Here a few old pics of it in its heyday.







How it looks today


----------



## HughieD (May 7, 2017)

That really is a bit different and a bit special Mikey.


----------



## The_Derp_Lane (May 7, 2017)

I wouldn't mind taking a trip to Yarmouth to see this, great find.


----------



## smiler (May 7, 2017)

You find the most unusual sites Mikey, I hope the project goes ahead, great photography, Thanks


----------



## Sam Haltin (May 7, 2017)

That's different from your usual factory or houses. This place looks promising all it needs is the council to go ahead with the renovation.

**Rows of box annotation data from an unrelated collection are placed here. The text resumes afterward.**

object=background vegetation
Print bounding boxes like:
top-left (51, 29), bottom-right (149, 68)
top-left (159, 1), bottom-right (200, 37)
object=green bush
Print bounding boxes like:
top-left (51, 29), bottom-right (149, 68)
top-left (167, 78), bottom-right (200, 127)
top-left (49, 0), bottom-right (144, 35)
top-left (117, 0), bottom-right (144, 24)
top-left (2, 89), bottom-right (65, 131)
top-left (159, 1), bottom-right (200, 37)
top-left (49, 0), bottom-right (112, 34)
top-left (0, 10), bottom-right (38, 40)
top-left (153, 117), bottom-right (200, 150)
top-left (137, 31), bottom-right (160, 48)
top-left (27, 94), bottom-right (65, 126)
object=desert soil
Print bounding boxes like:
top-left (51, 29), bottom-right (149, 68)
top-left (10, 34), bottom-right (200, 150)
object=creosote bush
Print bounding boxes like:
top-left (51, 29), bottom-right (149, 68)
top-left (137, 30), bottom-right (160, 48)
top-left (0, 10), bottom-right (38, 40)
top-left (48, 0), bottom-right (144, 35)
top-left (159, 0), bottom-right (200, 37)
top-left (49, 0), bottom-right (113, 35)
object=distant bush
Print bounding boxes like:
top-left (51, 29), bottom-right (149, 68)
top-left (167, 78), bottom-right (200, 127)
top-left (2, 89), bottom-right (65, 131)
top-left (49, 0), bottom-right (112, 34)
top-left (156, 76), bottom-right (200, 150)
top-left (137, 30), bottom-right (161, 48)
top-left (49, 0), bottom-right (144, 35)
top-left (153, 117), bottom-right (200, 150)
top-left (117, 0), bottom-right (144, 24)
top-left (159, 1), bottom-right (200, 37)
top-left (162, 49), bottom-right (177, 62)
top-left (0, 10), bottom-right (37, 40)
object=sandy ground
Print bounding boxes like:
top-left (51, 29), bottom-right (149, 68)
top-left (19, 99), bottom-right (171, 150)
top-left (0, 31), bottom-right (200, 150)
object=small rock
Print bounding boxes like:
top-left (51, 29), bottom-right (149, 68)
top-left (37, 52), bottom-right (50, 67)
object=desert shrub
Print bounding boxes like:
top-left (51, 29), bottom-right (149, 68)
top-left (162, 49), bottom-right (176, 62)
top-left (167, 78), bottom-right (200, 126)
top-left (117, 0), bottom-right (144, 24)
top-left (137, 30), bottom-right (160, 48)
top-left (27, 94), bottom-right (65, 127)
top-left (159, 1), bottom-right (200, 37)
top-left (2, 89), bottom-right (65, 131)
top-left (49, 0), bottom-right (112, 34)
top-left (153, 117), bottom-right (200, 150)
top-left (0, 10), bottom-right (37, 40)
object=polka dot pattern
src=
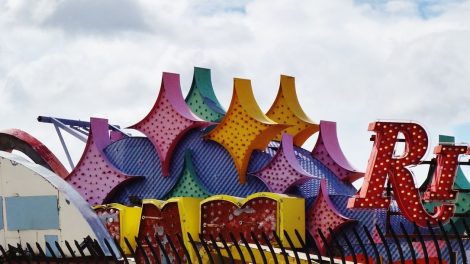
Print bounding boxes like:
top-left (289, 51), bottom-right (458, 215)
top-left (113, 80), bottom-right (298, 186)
top-left (201, 197), bottom-right (278, 243)
top-left (168, 151), bottom-right (210, 198)
top-left (66, 131), bottom-right (140, 205)
top-left (266, 75), bottom-right (318, 146)
top-left (348, 122), bottom-right (455, 227)
top-left (424, 145), bottom-right (467, 201)
top-left (132, 73), bottom-right (207, 176)
top-left (254, 134), bottom-right (319, 193)
top-left (306, 180), bottom-right (355, 254)
top-left (207, 79), bottom-right (285, 183)
top-left (137, 202), bottom-right (186, 263)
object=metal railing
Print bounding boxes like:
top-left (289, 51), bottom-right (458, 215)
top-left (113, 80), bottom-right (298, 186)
top-left (0, 221), bottom-right (470, 264)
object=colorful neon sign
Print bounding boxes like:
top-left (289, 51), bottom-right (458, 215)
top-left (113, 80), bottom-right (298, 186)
top-left (348, 122), bottom-right (467, 226)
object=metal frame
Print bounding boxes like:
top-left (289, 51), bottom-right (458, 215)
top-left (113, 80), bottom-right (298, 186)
top-left (37, 116), bottom-right (128, 169)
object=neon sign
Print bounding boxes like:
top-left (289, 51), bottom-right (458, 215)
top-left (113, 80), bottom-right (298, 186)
top-left (348, 122), bottom-right (468, 226)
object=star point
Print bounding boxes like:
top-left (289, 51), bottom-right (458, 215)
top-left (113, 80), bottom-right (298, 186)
top-left (131, 72), bottom-right (210, 176)
top-left (206, 78), bottom-right (287, 183)
top-left (266, 75), bottom-right (319, 147)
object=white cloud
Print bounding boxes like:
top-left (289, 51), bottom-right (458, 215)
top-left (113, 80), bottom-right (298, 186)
top-left (0, 0), bottom-right (470, 184)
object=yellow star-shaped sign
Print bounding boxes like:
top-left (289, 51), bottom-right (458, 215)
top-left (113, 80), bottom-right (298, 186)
top-left (266, 75), bottom-right (319, 147)
top-left (206, 78), bottom-right (287, 183)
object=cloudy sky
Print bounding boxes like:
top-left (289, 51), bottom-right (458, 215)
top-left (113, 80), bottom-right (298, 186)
top-left (0, 0), bottom-right (470, 182)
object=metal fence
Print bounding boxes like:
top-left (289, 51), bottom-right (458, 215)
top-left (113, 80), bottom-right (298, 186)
top-left (0, 221), bottom-right (470, 264)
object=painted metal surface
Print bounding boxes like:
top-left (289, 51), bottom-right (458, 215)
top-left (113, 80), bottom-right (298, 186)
top-left (185, 67), bottom-right (225, 122)
top-left (0, 129), bottom-right (69, 178)
top-left (348, 122), bottom-right (458, 227)
top-left (0, 151), bottom-right (118, 254)
top-left (307, 180), bottom-right (356, 254)
top-left (200, 193), bottom-right (305, 246)
top-left (168, 150), bottom-right (211, 198)
top-left (266, 75), bottom-right (318, 147)
top-left (206, 79), bottom-right (287, 184)
top-left (66, 118), bottom-right (141, 205)
top-left (105, 130), bottom-right (271, 203)
top-left (137, 197), bottom-right (201, 263)
top-left (253, 134), bottom-right (320, 193)
top-left (131, 72), bottom-right (210, 176)
top-left (312, 120), bottom-right (364, 183)
top-left (94, 203), bottom-right (142, 255)
top-left (5, 195), bottom-right (59, 231)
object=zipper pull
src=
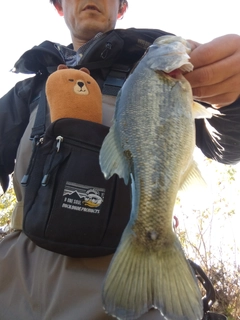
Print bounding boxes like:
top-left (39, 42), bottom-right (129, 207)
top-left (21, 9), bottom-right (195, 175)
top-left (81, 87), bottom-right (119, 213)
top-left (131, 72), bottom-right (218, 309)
top-left (56, 136), bottom-right (63, 152)
top-left (101, 42), bottom-right (112, 59)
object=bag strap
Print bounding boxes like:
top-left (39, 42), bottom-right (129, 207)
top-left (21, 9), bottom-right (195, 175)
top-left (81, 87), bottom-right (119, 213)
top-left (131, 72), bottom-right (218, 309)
top-left (30, 84), bottom-right (47, 144)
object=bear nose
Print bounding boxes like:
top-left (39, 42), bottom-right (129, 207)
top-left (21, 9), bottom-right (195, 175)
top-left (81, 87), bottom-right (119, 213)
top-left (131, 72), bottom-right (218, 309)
top-left (78, 81), bottom-right (84, 88)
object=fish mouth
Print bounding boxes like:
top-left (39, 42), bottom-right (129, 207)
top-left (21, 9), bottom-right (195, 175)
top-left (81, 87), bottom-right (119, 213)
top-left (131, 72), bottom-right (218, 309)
top-left (82, 4), bottom-right (101, 12)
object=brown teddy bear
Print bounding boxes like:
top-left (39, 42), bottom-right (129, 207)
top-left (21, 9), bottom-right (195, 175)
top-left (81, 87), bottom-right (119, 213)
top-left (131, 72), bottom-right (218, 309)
top-left (46, 65), bottom-right (102, 123)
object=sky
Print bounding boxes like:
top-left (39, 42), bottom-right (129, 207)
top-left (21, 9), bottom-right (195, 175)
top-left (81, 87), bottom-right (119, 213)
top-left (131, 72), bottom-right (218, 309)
top-left (0, 0), bottom-right (240, 248)
top-left (0, 0), bottom-right (240, 96)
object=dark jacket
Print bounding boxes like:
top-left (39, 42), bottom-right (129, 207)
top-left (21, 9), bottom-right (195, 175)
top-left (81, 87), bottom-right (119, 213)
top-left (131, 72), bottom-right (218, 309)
top-left (0, 29), bottom-right (240, 190)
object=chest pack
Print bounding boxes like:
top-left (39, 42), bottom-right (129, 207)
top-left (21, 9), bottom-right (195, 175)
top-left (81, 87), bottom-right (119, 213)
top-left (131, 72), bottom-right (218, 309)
top-left (22, 84), bottom-right (130, 257)
top-left (22, 30), bottom-right (171, 257)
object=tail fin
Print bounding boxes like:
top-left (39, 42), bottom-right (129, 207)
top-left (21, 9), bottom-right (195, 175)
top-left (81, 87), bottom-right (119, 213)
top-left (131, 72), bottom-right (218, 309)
top-left (103, 228), bottom-right (203, 320)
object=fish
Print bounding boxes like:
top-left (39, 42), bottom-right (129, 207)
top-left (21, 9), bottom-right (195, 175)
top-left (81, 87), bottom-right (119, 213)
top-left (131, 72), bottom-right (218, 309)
top-left (99, 35), bottom-right (212, 320)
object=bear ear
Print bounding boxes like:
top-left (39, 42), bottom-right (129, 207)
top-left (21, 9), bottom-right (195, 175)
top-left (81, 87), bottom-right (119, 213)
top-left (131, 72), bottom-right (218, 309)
top-left (80, 68), bottom-right (90, 75)
top-left (57, 64), bottom-right (68, 70)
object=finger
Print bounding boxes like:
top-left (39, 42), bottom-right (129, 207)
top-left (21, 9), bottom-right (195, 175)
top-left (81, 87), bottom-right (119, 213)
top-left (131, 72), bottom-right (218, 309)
top-left (185, 52), bottom-right (240, 88)
top-left (192, 75), bottom-right (240, 98)
top-left (190, 34), bottom-right (240, 68)
top-left (193, 92), bottom-right (239, 107)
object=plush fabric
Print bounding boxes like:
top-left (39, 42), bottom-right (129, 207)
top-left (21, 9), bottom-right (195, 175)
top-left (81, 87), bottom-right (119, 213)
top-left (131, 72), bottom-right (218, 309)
top-left (46, 67), bottom-right (102, 123)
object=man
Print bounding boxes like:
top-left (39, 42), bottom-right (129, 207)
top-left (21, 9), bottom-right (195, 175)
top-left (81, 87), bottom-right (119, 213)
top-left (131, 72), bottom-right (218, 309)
top-left (0, 0), bottom-right (240, 320)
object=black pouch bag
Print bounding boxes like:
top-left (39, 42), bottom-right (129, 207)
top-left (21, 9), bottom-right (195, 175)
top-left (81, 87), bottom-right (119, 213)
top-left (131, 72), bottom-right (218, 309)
top-left (23, 119), bottom-right (131, 257)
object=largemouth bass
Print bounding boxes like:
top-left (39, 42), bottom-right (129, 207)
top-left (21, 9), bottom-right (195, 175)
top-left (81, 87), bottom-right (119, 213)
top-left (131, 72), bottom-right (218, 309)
top-left (100, 36), bottom-right (211, 320)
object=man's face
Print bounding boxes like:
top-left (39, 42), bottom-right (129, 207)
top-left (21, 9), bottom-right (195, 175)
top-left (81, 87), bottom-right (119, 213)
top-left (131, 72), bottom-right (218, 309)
top-left (56, 0), bottom-right (124, 42)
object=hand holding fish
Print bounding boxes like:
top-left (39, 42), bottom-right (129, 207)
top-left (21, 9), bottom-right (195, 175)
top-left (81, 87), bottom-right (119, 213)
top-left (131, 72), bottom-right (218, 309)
top-left (185, 34), bottom-right (240, 108)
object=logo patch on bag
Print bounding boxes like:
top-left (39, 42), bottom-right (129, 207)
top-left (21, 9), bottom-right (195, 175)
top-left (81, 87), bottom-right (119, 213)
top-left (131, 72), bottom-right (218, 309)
top-left (62, 181), bottom-right (105, 214)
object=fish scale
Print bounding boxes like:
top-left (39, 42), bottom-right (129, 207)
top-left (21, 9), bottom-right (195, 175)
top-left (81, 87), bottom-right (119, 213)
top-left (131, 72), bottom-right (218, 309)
top-left (100, 36), bottom-right (213, 320)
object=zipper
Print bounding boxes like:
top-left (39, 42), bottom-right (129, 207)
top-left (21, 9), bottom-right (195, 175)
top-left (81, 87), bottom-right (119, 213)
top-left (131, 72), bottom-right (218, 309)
top-left (41, 136), bottom-right (63, 187)
top-left (21, 136), bottom-right (43, 187)
top-left (41, 136), bottom-right (100, 187)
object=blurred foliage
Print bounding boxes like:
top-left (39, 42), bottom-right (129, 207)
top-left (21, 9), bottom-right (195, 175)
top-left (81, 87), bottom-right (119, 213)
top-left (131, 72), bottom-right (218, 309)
top-left (0, 151), bottom-right (240, 320)
top-left (175, 156), bottom-right (240, 320)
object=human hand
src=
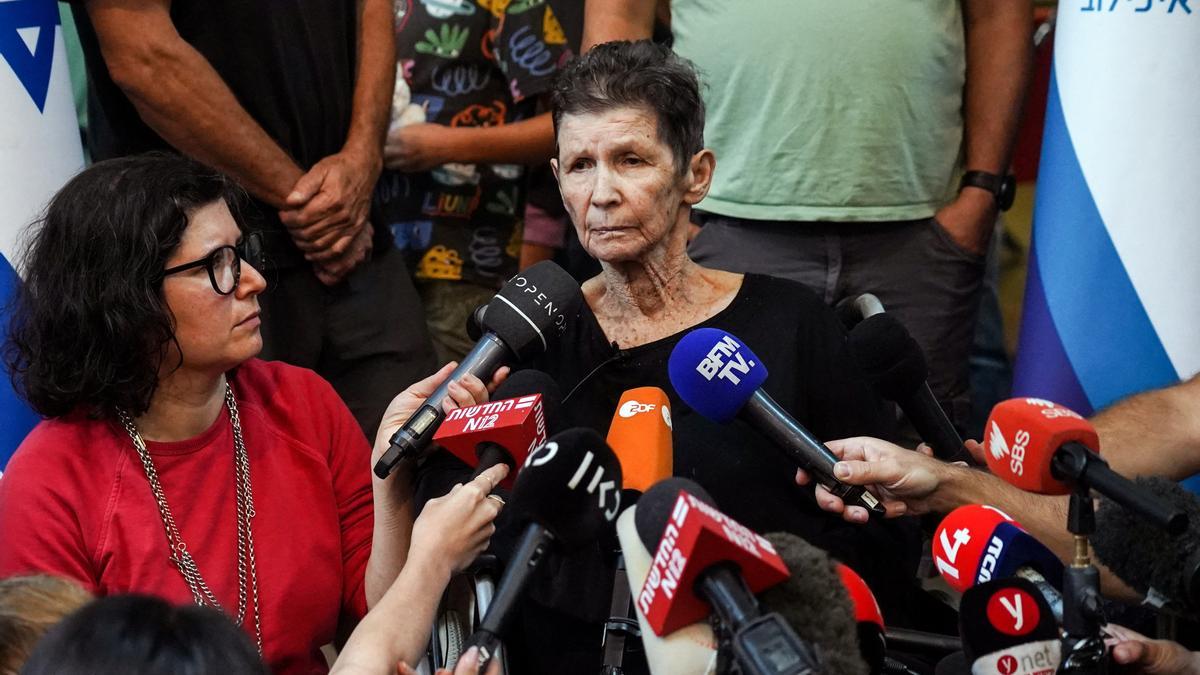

It will make a nice tourist attraction.


----------



## rockfordstone (May 8, 2017)

ive been to yarmouth loads and didn't know about this place, may have a look when i go there later this year. it seems to have suffered the fate of a lot of buildings/attractions of that era, left closed hoping for a lifeline, which hopefully this seems to be getting. thanks for the shots


----------



## Mikeymutt (May 8, 2017)

Thank you all.deffo worth a look if you are in the area..hopefully it will get the love it deserves"but I personally don't have a lot of faith in councils and grants


----------



## rockfordstone (May 9, 2017)

Mikeymutt said:


> Thank you all.deffo worth a look if you are in the area..hopefully it will get the love it deserves"but I personally don't have a lot of faith in councils and grants



me neither, yarmouth especially, they have been promising to refurbish the winter gardens for the past 5-10 years with no movement.


----------



## Mikeymutt (May 9, 2017)

I did have a look around the winter gardens.it's looks locked tight.shame it's one place I want to get in.its looking very sorry for itself.have been there when in use


----------



## rockfordstone (May 9, 2017)

Mikeymutt said:


> I did have a look around the winter gardens.it's looks locked tight.shame it's one place I want to get in.its looking very sorry for itself.have been there when in use



Sadly i never got the chance to go there when it was open, but given it is significant historical site it needs to be preserved or it's just going to fall down, which will be a shame.

In fairness, its just one of many elements of yarmouth which need a bit of money spent on it.

I have a bit of a soft spot for Yarmouth, it's seaside tacky but accepts it, and i think that's part of the appeal.


----------



## sinnerboy (May 9, 2017)

many thanks for bringing back memories of childhood holidays (too many years back !!!!)hope something can be done with the site


----------



## jammy (May 10, 2017)

nice pics, looked like tight security man!


----------



## Mikeymutt (May 10, 2017)

jammy said:


> nice pics, looked like tight security man!


I donned a Hi viz here and no one took any notice


----------



## RedX_unleashed (May 11, 2017)

nice report, thankyou.


----------



## prettyvacant71 (May 19, 2017)

Certainly different I really like it, great to see the historic shots too!


----------